Maeda further highlighted the SDGs are a broad agenda that reflects a global consensus of high aspirations based on fine political balance and that awareness is required at both national and subnational level.
Nevertheless, Stephen Chacha from African Philanthropic Foundation stressed that localisation process is to not only integrate the SDGs into the National Strategies but also incorporate them with the Local Government Development Plans. The localisation process must be participative and interactive in nature.
He continuously strained that the process should be done by engaging key development actors including CSOs, Philanthropic Organisations , Multi-national stakeholders and institutions.
Silas Olan’g of the Natural Resource Governance Institute (NRGI) based in Tanzania questioned the pace of the Sustainable Development Goals implementation as its adaptation lacks clear national targets up to date. He further stressed that implementing SDGs is the responsibility of everybody.
Olan’g also highlighted that, external actors can be very helpful in building the capacity of National Bureau of Statistics (NBS) and other Government Institutions in monitoring SDGs. They should support NBS in identifying and addressing the needs and in disaggregating the data by region, gender and age to ensure that “nobody is left behind”.
However, Tanzania has been urged to entrench and integrate science, technology and innovation strategies in education, industrial, agricultural, trade and investment policies to enable attainment of the Sustainable Development Goals (SDGs) and the eradication of extreme poverty for all people by the year 2030.

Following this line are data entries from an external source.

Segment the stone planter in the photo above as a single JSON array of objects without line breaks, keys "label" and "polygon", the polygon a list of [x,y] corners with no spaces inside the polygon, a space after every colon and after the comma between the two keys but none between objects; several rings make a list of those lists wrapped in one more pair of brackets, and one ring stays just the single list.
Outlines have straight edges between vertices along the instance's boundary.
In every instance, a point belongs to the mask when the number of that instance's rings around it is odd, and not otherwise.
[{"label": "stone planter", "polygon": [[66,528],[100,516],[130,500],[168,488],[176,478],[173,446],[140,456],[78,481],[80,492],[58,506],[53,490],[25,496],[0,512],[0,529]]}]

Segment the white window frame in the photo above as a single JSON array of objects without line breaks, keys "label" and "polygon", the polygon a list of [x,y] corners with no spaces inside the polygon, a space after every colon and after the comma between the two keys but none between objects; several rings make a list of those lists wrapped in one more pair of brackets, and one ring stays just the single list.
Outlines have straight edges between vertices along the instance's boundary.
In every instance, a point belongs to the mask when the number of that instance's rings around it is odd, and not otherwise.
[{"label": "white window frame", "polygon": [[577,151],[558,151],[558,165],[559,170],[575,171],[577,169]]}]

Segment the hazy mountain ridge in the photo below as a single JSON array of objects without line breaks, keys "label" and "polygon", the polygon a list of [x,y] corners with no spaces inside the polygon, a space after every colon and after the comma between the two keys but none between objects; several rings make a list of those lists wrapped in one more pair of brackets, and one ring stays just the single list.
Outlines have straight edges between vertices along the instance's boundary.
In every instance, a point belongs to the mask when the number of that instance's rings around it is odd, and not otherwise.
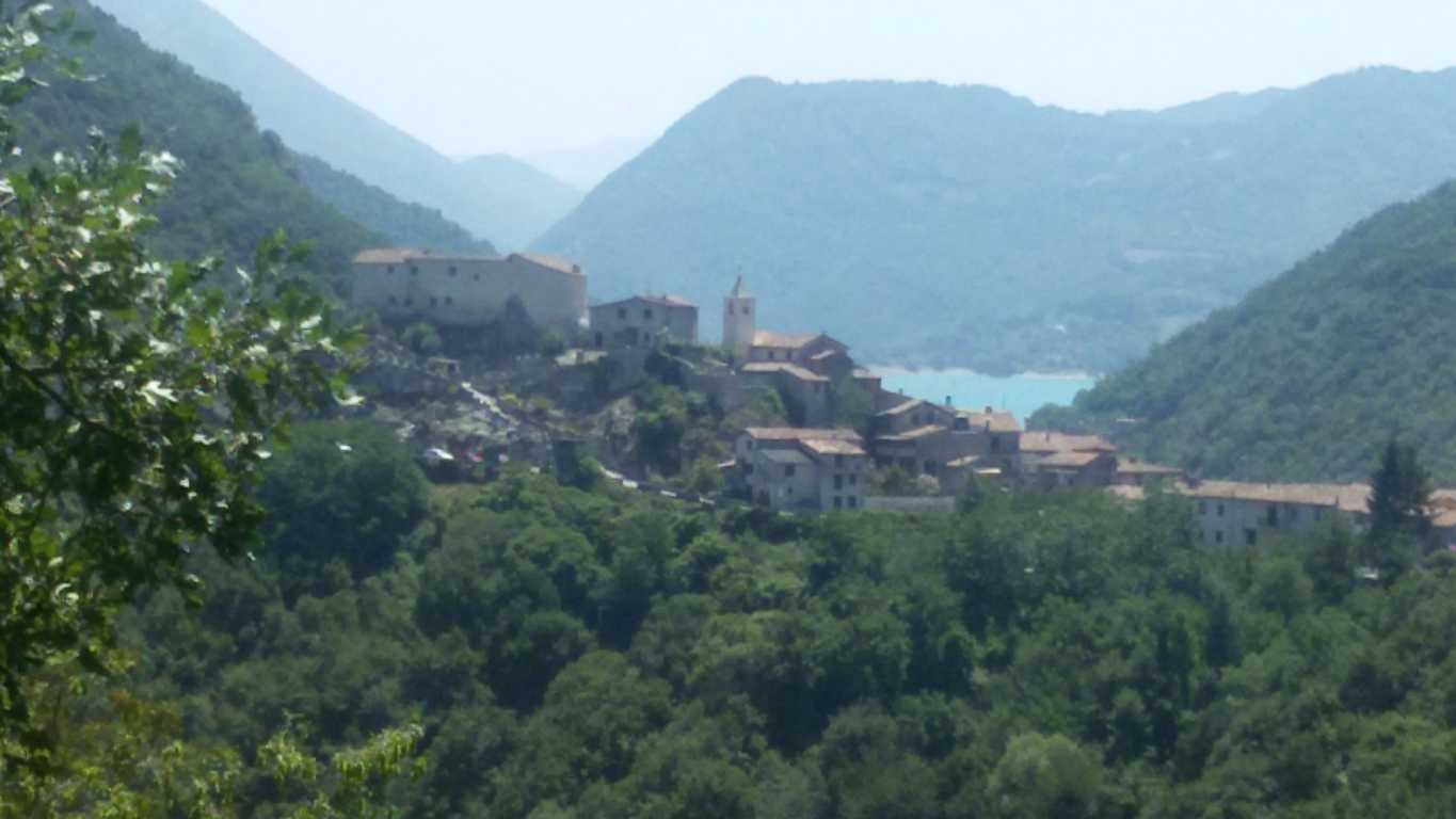
[{"label": "hazy mountain ridge", "polygon": [[1456,183],[1390,207],[1040,425],[1142,419],[1208,477],[1363,479],[1392,435],[1456,480]]},{"label": "hazy mountain ridge", "polygon": [[296,150],[405,202],[440,209],[499,247],[523,246],[575,204],[561,196],[563,185],[553,179],[530,188],[515,176],[463,173],[448,157],[317,83],[198,0],[98,3],[153,47],[236,89],[258,121]]},{"label": "hazy mountain ridge", "polygon": [[151,51],[84,0],[55,6],[74,10],[77,26],[95,35],[79,57],[84,71],[102,80],[51,79],[50,89],[16,111],[22,144],[28,156],[48,157],[79,150],[92,128],[115,138],[125,127],[144,124],[146,144],[183,163],[157,208],[162,224],[151,243],[160,253],[220,255],[246,265],[259,240],[285,228],[293,240],[312,244],[310,266],[333,273],[358,249],[381,241],[293,177],[287,148],[258,129],[234,92]]},{"label": "hazy mountain ridge", "polygon": [[750,79],[537,246],[581,259],[598,297],[673,289],[713,310],[743,273],[764,323],[881,361],[1111,369],[1453,176],[1456,71],[1150,116]]}]

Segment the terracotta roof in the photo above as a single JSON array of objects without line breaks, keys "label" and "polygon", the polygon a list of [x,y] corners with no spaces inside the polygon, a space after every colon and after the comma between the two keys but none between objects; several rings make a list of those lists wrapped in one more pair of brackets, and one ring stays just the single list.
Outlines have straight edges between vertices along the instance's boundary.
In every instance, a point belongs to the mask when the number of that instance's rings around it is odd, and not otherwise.
[{"label": "terracotta roof", "polygon": [[1182,470],[1178,467],[1150,464],[1137,458],[1118,458],[1117,471],[1118,474],[1182,474]]},{"label": "terracotta roof", "polygon": [[558,259],[556,256],[543,256],[540,253],[511,253],[510,259],[521,259],[530,262],[539,268],[547,268],[556,271],[558,273],[566,273],[568,276],[581,276],[581,265],[574,265],[565,259]]},{"label": "terracotta roof", "polygon": [[751,364],[743,365],[743,372],[785,372],[798,378],[799,381],[823,381],[828,383],[828,378],[817,372],[804,369],[798,364],[789,364],[786,361],[754,361]]},{"label": "terracotta roof", "polygon": [[616,301],[604,301],[596,307],[617,307],[619,304],[628,304],[632,301],[645,301],[646,304],[655,304],[658,307],[692,307],[693,310],[697,310],[696,304],[687,301],[681,295],[632,295]]},{"label": "terracotta roof", "polygon": [[868,455],[865,448],[860,447],[858,441],[831,441],[820,438],[801,441],[799,445],[815,455]]},{"label": "terracotta roof", "polygon": [[360,250],[354,256],[355,265],[403,265],[412,256],[419,256],[419,250],[406,250],[403,247],[371,247],[368,250]]},{"label": "terracotta roof", "polygon": [[754,441],[863,441],[853,429],[810,426],[750,426],[743,431]]},{"label": "terracotta roof", "polygon": [[1195,486],[1181,489],[1181,492],[1191,498],[1331,506],[1353,514],[1363,514],[1370,505],[1370,487],[1363,483],[1241,483],[1233,480],[1204,480]]},{"label": "terracotta roof", "polygon": [[910,441],[919,441],[922,438],[929,438],[930,435],[935,435],[936,432],[945,432],[945,428],[943,426],[936,426],[936,425],[932,423],[929,426],[917,426],[917,428],[914,428],[914,429],[911,429],[909,432],[901,432],[898,435],[881,435],[875,441],[882,441],[885,444],[907,444]]},{"label": "terracotta roof", "polygon": [[795,333],[775,333],[772,330],[759,330],[753,335],[753,346],[772,346],[775,349],[799,349],[802,346],[808,346],[808,343],[817,337],[818,337],[817,333],[795,335]]},{"label": "terracotta roof", "polygon": [[1037,467],[1051,467],[1051,468],[1082,468],[1091,466],[1098,458],[1104,457],[1107,452],[1072,452],[1061,450],[1053,452],[1037,463]]},{"label": "terracotta roof", "polygon": [[1021,423],[1009,412],[957,412],[955,416],[992,432],[1021,432]]},{"label": "terracotta roof", "polygon": [[1067,435],[1066,432],[1022,432],[1022,452],[1115,452],[1117,447],[1101,435]]}]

In addition, external actors must work with local institutions and especially think tanks in identifying and financing research that can help the monitoring process and fill the gaps that cannot be addressed by the national monitoring and evaluation masterplan. This is especially important because of the interlinking nature of the SDG goals and targets. Tanzania must further reflect on how best to monitor such goals and targets.